Perayaan ‘malam seribu bulan’ ini juga digelar sepanjang kampung di Kota Ternate. Setiap di depan rumah selalu dipasangkan obor atau pelita. Perayaan menyalakan obor Ela-Ela sebenarnya juga turut dirayakan di semua wilayah di Maluku Utara.
Sultan Ternate Hidayatullah Mudaffar Syah, bersama Wali Kota Ternate M. Tauhid Soleman, menyalakan obor induk malam Lailatul Qadar di Kedaton Kesultanan Ternate.
Sebelum obor dinyalakan, salah satu perangkat adat berkesempatan memimpin doa bersama. Agenda ini juga dirangkaikan dengan perayaan adat Kabasaran Uci yang sudah turun-temurun selalu digelar. Adat ini sang sultan akan ditandu menuju masjid.
Wali Kota Ternate, M. Tauhid Soleman mengatakan, Festival Ela-Ela ini sudah menjadi bagian dari tradisi yang melembaga sejak dulu. Sehingga setiap tahun pemerintah selalu bersama pihak kesultanan merayakannya.
“Ini tradisi yang bagus dan baik untuk kita lestarikan terutama di bulan suci Ramadan,” kata Tauhid.
Menurut dia, dengan tradisi ini tentu akan menjadi daya tarik bagi wisatawan untuk melaksanakan wisata religi di Kota Ternate. Selain kesultanan, pada malam Lailatul Qadar ini sejumlah kelurahan dan lokasi di Ternate pun merayakan Festival Ela-Ela.
Sejumlah kelurahan dan lokasi itu di antaranya Kelurahan Dufa-dufa, Toboko, Kalumata, Sango, Bastiong Karance, Soa, Tobenga, Sabia, Toloko Oskar, Kelurahan Bula, dan lainnya.
“Alhamdulillah ini sudah menjadi tradisi kerena sudah menjadi bagian babari (gotong royong) masyarakat untuk menyalakan obor,” ujarnya.
Sementara Sultan Ternate, Hidayatullah Sjah melalui Fanyira Kadato kesultanan Ternate, M Rizal Effendi menyebutkan pada malam 27 ramadan, pihak kesultanan selalu melaksanakan perayaan bakar lampu Ela-ela.
“Tadi Jo Kolano (Sultan) bersama Pak Wali Kota sudah bakar Ela-Ela induk di depan Kadaton Kesultanan Ternate,” katanya.
Effendi mengaku, setelah pembakaran obor, Jo Kolano kembali ke dalam kadaton untuk persiapan salat.
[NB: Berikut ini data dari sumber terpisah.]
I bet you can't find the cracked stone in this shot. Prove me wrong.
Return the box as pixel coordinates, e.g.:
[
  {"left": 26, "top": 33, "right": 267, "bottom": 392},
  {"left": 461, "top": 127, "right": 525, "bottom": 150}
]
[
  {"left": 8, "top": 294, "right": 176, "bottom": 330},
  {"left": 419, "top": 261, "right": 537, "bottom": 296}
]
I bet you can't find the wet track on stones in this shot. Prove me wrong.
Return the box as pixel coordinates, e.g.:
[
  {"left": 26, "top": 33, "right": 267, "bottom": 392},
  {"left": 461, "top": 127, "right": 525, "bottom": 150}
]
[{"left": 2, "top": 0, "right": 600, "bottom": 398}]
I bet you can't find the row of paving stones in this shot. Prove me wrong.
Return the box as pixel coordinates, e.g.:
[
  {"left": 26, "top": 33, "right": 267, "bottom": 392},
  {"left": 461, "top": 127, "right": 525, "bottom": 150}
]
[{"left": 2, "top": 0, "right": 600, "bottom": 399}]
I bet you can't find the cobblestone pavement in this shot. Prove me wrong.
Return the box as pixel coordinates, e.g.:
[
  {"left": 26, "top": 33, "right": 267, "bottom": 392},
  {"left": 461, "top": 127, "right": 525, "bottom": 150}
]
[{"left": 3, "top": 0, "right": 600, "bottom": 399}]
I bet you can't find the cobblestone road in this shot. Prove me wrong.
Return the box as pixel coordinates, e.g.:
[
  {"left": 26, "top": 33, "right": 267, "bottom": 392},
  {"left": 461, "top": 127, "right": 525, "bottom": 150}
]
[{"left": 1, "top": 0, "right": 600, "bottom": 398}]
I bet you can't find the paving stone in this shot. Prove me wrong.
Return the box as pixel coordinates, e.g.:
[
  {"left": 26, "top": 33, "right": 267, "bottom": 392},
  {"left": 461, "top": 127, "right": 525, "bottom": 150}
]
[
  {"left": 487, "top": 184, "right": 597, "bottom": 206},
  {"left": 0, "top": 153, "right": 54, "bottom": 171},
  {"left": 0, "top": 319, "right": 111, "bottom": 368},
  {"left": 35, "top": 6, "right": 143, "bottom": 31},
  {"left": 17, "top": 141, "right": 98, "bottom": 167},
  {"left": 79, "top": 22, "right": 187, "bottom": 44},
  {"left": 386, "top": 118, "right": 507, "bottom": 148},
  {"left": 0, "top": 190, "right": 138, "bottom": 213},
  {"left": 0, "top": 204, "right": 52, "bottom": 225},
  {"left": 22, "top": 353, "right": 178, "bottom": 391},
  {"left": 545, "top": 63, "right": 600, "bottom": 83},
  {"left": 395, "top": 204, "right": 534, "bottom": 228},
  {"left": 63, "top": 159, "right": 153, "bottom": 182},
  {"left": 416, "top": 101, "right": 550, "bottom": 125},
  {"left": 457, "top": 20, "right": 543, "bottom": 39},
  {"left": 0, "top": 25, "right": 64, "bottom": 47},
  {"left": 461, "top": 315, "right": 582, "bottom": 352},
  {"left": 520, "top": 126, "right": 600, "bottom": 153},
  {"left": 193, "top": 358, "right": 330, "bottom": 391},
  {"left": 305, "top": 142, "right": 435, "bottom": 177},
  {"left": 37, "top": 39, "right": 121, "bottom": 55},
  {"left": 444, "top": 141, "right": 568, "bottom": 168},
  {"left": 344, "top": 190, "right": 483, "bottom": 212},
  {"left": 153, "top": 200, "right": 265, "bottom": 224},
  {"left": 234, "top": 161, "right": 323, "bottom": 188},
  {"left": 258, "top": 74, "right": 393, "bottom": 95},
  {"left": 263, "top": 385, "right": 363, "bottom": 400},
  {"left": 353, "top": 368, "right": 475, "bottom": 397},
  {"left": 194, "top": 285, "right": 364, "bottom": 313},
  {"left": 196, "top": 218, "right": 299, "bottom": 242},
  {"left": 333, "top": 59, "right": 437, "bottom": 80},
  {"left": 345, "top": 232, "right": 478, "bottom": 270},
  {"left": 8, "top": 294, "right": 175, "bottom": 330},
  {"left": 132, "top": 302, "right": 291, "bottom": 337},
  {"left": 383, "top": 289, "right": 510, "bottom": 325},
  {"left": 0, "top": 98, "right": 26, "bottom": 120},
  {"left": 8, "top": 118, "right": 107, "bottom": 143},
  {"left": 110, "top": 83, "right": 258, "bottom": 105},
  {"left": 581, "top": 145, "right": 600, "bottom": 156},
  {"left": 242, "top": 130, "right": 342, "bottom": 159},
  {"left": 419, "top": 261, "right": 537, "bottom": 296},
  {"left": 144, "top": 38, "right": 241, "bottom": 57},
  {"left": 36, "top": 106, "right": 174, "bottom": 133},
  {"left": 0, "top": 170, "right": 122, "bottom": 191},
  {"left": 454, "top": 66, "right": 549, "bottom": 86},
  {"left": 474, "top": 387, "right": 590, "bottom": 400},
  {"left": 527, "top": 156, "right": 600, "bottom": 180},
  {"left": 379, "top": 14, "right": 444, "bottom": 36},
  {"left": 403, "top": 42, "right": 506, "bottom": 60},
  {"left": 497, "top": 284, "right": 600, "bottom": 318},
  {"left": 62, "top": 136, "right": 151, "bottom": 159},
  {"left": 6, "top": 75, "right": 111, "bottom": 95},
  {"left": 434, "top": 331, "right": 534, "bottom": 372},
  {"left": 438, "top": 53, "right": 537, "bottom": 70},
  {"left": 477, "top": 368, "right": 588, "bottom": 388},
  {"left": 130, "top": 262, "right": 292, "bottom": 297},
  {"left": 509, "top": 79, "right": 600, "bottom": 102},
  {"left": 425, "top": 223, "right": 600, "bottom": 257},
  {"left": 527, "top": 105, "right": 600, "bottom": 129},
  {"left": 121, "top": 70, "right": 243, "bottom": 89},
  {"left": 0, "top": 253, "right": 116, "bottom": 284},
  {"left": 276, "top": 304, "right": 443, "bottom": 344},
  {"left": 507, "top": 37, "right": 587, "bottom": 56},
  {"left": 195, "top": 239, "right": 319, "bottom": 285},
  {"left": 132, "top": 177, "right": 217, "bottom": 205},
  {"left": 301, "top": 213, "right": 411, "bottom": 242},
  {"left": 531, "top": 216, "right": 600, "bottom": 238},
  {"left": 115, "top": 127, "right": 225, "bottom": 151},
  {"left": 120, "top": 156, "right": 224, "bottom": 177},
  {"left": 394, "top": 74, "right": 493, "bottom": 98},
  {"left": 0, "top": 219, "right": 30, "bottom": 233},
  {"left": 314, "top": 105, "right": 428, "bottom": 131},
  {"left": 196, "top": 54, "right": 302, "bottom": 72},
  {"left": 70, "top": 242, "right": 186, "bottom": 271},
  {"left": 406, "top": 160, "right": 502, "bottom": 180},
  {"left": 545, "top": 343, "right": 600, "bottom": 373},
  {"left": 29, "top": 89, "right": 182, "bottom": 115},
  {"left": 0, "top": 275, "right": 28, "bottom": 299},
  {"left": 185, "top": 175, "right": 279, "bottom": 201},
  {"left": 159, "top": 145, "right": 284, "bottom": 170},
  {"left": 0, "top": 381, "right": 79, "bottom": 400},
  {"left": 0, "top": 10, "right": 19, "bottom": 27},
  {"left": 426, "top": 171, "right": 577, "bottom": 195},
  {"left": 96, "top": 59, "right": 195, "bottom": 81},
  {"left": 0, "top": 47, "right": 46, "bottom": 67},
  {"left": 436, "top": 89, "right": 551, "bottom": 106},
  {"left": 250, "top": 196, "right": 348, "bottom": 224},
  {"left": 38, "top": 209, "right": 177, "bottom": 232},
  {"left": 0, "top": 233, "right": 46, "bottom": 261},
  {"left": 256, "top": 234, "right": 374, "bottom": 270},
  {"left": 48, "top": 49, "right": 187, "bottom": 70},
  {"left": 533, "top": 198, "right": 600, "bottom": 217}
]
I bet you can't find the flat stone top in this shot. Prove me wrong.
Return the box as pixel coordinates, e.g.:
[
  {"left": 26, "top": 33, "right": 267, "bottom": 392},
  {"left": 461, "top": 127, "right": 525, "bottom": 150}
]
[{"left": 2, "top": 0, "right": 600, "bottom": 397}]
Sultan bersama pasukan Kabasaran Ici kemudian menuju masjid kesultanan.
“Jadi tradisi ini tidak ada perbedaan, sudah dilakukan dari tahun ke tahun,” jelasnya.
Effendi juga menjelaskan, dengan tradisi Kabasaran Ici ini, Jo Kolano akan ditandu pasukan doi-doi, kemudian masyarakat Kelurahan Tabanga yang beragama non muslim akan mengawal Sultan dari belakang dan diikuti masyarakat adat menuju masjid.
Termasuk Bobato Kadaton juga ikut mengawal sambil diiringi musik cikamomo dan pengawal yang memegang benda pusaka di kesultanan.
“Jadi semua tradisi itu sama, tidak ada perbedaan dan ini tradisi sudah turun-temurun sejak lama,” pungkasnya.